The leader of the Liberal Party of Canada, known for his good looks and social skills, has already promised to bring numerous changes to his country, including a more open and dialogue-centered foreign policy than former Conservative Prime Minister Stephen Harper.
Under the Conservatives, Canada developed a very strong anti-Russian rhetoric that especially intensified amid the Ukrainian crisis. Canada became one of the first Western countries to introduce harsh anti-Russian sanctions and started blacklisting Russian politicians and renowned businessmen that the Canadian government accused of meddling in Ukraine’s affairs.
The backbone of Harper’s political support came from the two Prairie-provinces of Alberta and Saskatchewan, which traditionally had a strong Ukrainian presence. There is no doubt that economically powerful Ukrainian diaspora in the Prairies had impact on Canadian foreign policy under the Harper government.
This will likely change with Trudeau, who received most of his support from the Atlantic Provinces, big cities in Central Canada, the Greater Vancouver Area and all three Northern Territories. In other words, Trudeau will be less concerned about pleasing voters in Alberta and Saskatchewan, where his Party won only five electoral districts (ridings) across the two provinces while the Liberals received a total of 184 seats nationally.
During his election campaign, Trudeau promised to establish a dialogue with Iran following the successful nuclear deal. It’s worth noting that the Conservatives cut diplomatic ties with the Islamic Republic in 2012 by closing down the Canadian embassy in Tehran. Now considering that Russia and Iran have warm relations and common political interests, Trudeau would have to speak with Moscow if he plans to thaw relations with Tehran.
Trudeau’s willingness to focus on a dialogue and emphasize the concept of “soft” power, the idea that Canada was always known for in the past before Harper’s Conservatives took over Ottawa in 2006, opens a new chapter in Canadian foreign policy.
One shouldn’t forget that Trudeau’s own father, Pierre-Elliot Trudeau, the former Prime Minister of Canada, was one of the first Western leaders to recognize the People’s Republic of China in 1970. Furthermore, Trudeau the father worked to develop better relations with the Soviet Union even after Moscow’s involvement in Afghanistan when other Western countries, especially the United States under the presidency of Ronald Reagan, viewed the Soviet Union as “the Evil Empire.” Pierre Trudeau believed that the Soviet Union deserved the right to be heard and urged the two super powers to find a political compromise to make the world a safer place for everyone.

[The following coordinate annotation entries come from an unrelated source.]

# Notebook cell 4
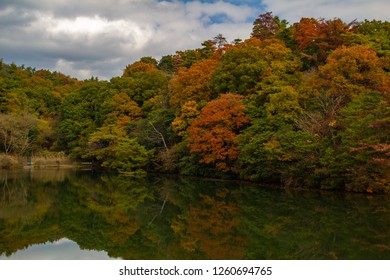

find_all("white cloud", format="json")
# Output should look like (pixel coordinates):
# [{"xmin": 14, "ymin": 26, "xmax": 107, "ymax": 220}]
[
  {"xmin": 263, "ymin": 0, "xmax": 390, "ymax": 23},
  {"xmin": 0, "ymin": 0, "xmax": 258, "ymax": 79},
  {"xmin": 0, "ymin": 0, "xmax": 390, "ymax": 79}
]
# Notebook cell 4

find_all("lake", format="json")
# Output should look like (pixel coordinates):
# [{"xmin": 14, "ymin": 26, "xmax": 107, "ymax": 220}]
[{"xmin": 0, "ymin": 169, "xmax": 390, "ymax": 260}]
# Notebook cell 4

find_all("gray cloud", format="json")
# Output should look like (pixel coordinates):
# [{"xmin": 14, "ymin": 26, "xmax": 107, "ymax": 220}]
[
  {"xmin": 0, "ymin": 0, "xmax": 390, "ymax": 79},
  {"xmin": 0, "ymin": 0, "xmax": 257, "ymax": 79}
]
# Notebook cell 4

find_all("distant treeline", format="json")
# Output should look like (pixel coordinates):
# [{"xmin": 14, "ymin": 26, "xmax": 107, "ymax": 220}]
[{"xmin": 0, "ymin": 12, "xmax": 390, "ymax": 193}]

Finally, let’s not forget the elder Trudeau’s lifelong friendship with former Cuban leader Fidel Castro. The two leaders were so close that Castro was one of Pierre Trudeau’s pallbearers at his funeral in 2000.
Justin is the oldest son of Pierre Trudeau and the father and son spent a lot of time together when the new Prime Minister was growing up. A lot of his social and political views were firmly shaped by his father's beliefs. Therefore, knowing the bold, independent and reformist nature of his father's politics, one can expect similar action from the new Prime Minister, including a hope for warmer relations between Canada and Russia.